Hubbard adds that the cause “isn’t really a R versus D kind of issue.”

 

On the day I met with the group, they planned to canvass the offices of Sen. Kay Bailey Hutchison (R-TX). They also intended to present an award to Senate Judiciary Committee Chairman Patrick Leahy (D-VT). He authored a memorandum of law in the AANR’s favor when he was a state’s attorney in Vermont nearly 40 years ago. However, the group had to postpone the visit to Leahy’s office. Just as they planned to arrive, the senator shocked Senate Republicans by abruptly taking to the Senate floor and announcing that confirmation hearings for Supreme Court nominee Sonia Sotomayor would start July 13.

It’s unknown if Leahy rushed to the Senate chamber to make the announcement to avoid the nudists descending on his office.

 

“We’re not high on his list right now,” said AANR’s Susan Weaver (black and white floral skirt and sweater) of Annandale, VA.

 

AANR’s is quick to point out that nudity and politics is as old as the republic.

 

Benjamin Franklin was known for taking daily “air baths.” President John Quincy Adams frequently skinny dipped in the Potomac.

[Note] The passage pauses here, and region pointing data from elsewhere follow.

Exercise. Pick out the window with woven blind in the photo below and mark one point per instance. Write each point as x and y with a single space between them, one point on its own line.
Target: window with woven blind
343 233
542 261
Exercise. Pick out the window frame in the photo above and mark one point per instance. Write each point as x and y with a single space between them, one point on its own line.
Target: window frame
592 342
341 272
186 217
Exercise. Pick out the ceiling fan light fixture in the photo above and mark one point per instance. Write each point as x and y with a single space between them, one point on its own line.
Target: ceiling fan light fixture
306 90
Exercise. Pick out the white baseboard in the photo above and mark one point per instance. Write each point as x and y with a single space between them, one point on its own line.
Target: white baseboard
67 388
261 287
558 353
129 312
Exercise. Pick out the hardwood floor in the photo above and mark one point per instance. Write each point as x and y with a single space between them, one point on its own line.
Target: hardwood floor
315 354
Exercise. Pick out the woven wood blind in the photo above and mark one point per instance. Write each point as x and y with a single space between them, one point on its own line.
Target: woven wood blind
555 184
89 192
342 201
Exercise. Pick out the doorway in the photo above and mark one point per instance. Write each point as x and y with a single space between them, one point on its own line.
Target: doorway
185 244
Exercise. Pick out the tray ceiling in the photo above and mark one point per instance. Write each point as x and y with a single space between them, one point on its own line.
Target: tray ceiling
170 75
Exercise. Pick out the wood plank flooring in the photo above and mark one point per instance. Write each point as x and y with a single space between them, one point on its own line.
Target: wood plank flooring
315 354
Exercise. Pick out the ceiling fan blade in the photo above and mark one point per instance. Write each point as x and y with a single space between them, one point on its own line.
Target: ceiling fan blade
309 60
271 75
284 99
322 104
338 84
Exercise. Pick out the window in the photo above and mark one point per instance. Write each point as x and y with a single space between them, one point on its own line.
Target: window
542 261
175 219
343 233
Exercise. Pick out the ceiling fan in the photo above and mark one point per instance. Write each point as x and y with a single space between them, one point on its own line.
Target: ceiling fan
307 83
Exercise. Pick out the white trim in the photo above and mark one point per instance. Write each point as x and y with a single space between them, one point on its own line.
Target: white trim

I guess that gives an entirely new meaning to the phrase “slippery politician.”

 

In fact a reporter once confronted Adams in the river and held his clothes hostage until the president agreed to do an interview.

 

Too bad House Speaker Nancy Pelosi (D-CA) doesn’t go for a daily swim in the Potomac like Adams. Maybe some reporters could hold her clothes hostage to convince the Speaker to finally answer some more questions about her accusations that the CIA lied about interrogation methods.

 

In all, the group said that nude recreation is what one member described as a “great equalizer.”

 

“You can’t tell who’s a senator or a trash collector” said Schuttauf.

 

As I left the Capitol Hill Club, I ran into Rep. Jim Jordan (R-OH) and told him a little bit about my meeting. Jordan, a family values conservative, wanted no part of the AANR.

 

“Whatever they’re for, I’m against,” Jordan snorted.

But responses like Jordan’s can’t stop the American Association for Nude Recreation lobbying efforts. Their appeals to Congressional offices are protected by the First Amendment. It prohibits bans on religion, the press, speech, and assembly. And of course, the First Amendment guarantees people the  right “to petition the government for a ‘redress’ of grievances.”

 

-Chad Pergram covers Congress for FOX News. He’s won an Edward R. Murrow Award and the Joan Barone Award for his reporting on Capitol Hill. The Speaker’s Lobby is a long, ornate hallway behind the House chamber where lawmakers, aides and reporters often congregate during votes.